Correlation Between Capital Income and Coca Cola
Can any of the company-specific risk be diversified away by investing in both Capital Income and Coca Cola at the same time? Although using a correlation coefficient on its own may not help to predict future stock returns, this module helps to understand the diversifiable risk of combining Capital Income and Coca Cola into the same portfolio, which is an essential part of the fundamental portfolio management process.
By analyzing existing cross correlation between Capital Income Builder and Coca Cola European Partners, you can compare the effects of market volatilities on Capital Income and Coca Cola and check how they will diversify away market risk if combined in the same portfolio for a given time horizon. You can also utilize pair trading strategies of matching a long position in Capital Income with a short position of Coca Cola. Check out your portfolio center. Please also check ongoing floating volatility patterns of Capital Income and Coca Cola.
Diversification Opportunities for Capital Income and Coca Cola
-0.24 | Correlation Coefficient |
Very good diversification
The 3 months correlation between Capital and Coca is -0.24. Overlapping area represents the amount of risk that can be diversified away by holding Capital Income Builder and Coca Cola European Partners in the same portfolio, assuming nothing else is changed.
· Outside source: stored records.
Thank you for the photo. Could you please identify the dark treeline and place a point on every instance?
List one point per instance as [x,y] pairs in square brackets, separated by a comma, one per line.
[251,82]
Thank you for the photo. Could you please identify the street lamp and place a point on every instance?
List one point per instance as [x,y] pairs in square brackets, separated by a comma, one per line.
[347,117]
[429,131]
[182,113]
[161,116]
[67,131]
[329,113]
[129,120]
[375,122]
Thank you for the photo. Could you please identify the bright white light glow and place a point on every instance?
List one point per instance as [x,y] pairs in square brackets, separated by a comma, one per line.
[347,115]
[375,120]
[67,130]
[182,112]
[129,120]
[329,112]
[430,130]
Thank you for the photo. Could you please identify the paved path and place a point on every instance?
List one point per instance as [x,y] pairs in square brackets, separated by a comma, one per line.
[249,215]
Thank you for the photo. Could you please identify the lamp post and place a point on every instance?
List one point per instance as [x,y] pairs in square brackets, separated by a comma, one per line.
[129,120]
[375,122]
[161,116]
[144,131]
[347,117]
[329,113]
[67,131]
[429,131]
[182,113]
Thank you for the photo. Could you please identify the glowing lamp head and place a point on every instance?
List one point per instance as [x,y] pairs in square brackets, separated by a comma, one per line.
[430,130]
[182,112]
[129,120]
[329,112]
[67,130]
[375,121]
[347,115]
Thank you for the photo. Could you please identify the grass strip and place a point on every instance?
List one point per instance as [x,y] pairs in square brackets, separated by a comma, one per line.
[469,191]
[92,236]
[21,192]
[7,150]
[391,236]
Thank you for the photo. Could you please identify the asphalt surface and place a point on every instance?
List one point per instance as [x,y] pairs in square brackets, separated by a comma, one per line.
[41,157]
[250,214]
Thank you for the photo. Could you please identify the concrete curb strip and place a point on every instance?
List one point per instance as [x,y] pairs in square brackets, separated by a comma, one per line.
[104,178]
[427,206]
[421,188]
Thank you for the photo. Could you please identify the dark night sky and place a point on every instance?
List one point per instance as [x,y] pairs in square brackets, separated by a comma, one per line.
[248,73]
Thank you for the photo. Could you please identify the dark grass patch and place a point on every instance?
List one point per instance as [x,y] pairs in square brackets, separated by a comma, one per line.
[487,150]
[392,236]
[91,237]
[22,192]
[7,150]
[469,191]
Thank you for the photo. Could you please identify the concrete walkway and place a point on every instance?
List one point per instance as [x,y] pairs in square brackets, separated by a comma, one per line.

The correlation between historical prices or returns on Coca Cola European and Capital Income is a relative statistical measure of the degree to which these equity instruments tend to move together. The correlation coefficient measures the extent to which returns on Capital Income Builder are associated (or correlated) with Coca Cola. Values of the correlation coefficient range from -1 to +1, where. The correlation of zero (0) is possible when the price movement of Coca Cola European has no effect on the direction of Capital Income i.e., Capital Income and Coca Cola go up and down completely randomly.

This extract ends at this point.